The right to erasure, however, concerns inaccuracy, incompletion, or objection to the processing of personal data,25 which more directly concerns the Monitora Covid-19 app and the LGPD. There are three main arguments to be made here regarding the right to erasure and the lifecycle of pandemic data. First of all, the lack of a strong operating regulatory body-such as the ANPD-could represent a real danger of misuse and malicious appropriation of said data and of said type of legislation (cf. Arora 2019). Even though, as previously stated, Brazil has come a long way with implementation of LGPD, there is still a need for a robust data protection and ethics culture within our larger regulatory, legislative, and judiciary bodies-this is paramount for citizens to be able to assert their rights (be it to erase, complete, or correct) over their own personal data. Second, we found no evidence whatsoever of mass data-surveillance practices being adopted by public Brazilian authorities in the context of COVID-19, and there seems to be a lack of an irreversible data-monitoring ethos.

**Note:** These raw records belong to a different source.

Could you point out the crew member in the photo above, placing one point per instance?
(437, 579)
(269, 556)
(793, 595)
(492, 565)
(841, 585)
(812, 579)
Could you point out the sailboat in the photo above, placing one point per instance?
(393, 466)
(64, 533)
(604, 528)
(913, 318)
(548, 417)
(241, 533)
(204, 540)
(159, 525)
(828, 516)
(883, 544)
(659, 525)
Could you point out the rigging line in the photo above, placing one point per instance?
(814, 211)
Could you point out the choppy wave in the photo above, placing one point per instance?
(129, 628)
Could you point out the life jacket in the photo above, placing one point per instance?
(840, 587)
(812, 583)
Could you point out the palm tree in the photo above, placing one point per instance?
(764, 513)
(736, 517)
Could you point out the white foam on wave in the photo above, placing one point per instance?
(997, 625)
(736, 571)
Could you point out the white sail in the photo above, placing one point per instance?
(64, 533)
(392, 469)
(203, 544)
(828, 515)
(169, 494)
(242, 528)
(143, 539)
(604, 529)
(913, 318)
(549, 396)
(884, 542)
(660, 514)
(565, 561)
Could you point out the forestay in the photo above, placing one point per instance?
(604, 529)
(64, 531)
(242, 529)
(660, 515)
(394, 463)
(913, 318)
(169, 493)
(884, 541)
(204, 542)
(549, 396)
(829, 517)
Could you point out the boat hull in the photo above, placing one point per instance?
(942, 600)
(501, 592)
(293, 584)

This is not an attempt to play down the importance of keeping a watchful and critical eye over how the pandemic data are being handled by the government (especially with the record-breaking performance in violations by the current far-right government). But it should be noted that data-monitoring techniques have barely been deployed at all, which indicates an absence of awareness from local authorities when it comes to the potentials of datafication for public health. And third, this is problematic, since a more extensive adoption of datafied systems-such as iPeS and Monitora Covid-19-could be heavily beneficial for public health authorities, especially when it comes to the strategic planning of countermeasures and tactical responses to the pandemic. It is not just a question of enacting individual liberty (such as the right to erasure or the right to be forgotten) over these datafied systems, as the cases discussed by Azevedo Cunha and Itagiba (2016) illustrate, but a commitment to the public good within an ethical data framework.

We consider this detailed and neo-materialist analysis of the Monitora Covid-19 application as an objectnetwork-which looked at some of its veiled techno-political constituents-to be part of an important conversation with other scholarly inputs to surveillance studies that are trying to understand the overlapping features of surveillance of disease and surveillance of populations (French and Monahan 2020; Newell 2021; Marciano 2021; Liu 2021; Monahan 2021). We argue our analysis adds to the efforts to build "a broader understanding of surveillance than what is typically given in public health discourse" (French and Monahan 2020: 4), as a contribution to a critical take on the "surveillance of the dis-ease" (French and Monahan 2020).

Periods of crisis (war, environmental disaster, pandemics, etc.) might even justify actions of mass digital biopolitics, but these systems need to be overseen and framed into strict technical timeframes and robust legal and social controls. It is essential to be alert to the risks of normalizing the use of personal data in exceptional conditions and the irreversible expansion of intelligent mass surveillance. The possibility of controls with ethical criteria for justifying the employment of these technologies, as proposed by Morley et al. (2020), therefore, seems fundamental in all phases of these types of projects, from consideration of the need for development, through design, implementation, and subsequent supervision. Floridi (2020: 4) argues, "if it turns out that one cannot build it rightly, perhaps one should not build it at all in the first place."